A Revolutionary Made Good
In the late 1960s the British Labour Party was in turmoil. The Old Left (as they came to be known) were being challenged by a new generation of activist students, bent on ending support for the Vietnam War and infused with the enthusiasm of the emerging stuudent movement and voice. Sometime in, I think, 1967, a debate was arranged between the two sides in the historic Westminster Hall adjacent to Westminster Abbey. The two major antagonists in the debate were Michael Foot - onetime Leader of the Labour Party and Tariq Ali, representing the New Left. It was a memorable encounter. Both had previously been President of the Oxford Union Debating Society. The debate was televised, and, watching the protagonists carefully, I could not but notice how Foot - seemingly muted and unemphatic responded much less theatrically and was much more conscious of the content of his speech (than to the image of his presentation) to the presence of the cameras than his opposite number.

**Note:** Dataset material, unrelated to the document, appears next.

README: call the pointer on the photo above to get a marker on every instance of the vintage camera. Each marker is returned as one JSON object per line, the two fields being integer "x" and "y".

I watched the debate with friends, and immediately after, penned this poem to Tariq Ali. Looking back now, with the hindsight of 40 years experience I have to admit that I( was a bit harsh. Both before and since then, Tariq Ali had proved his political courage and integrity. It was I, if anyone, whose arrogance was evident in my writing. Ali has since been in the forefront of many radical causes and has many times placed his intellectual and political reputation on the line.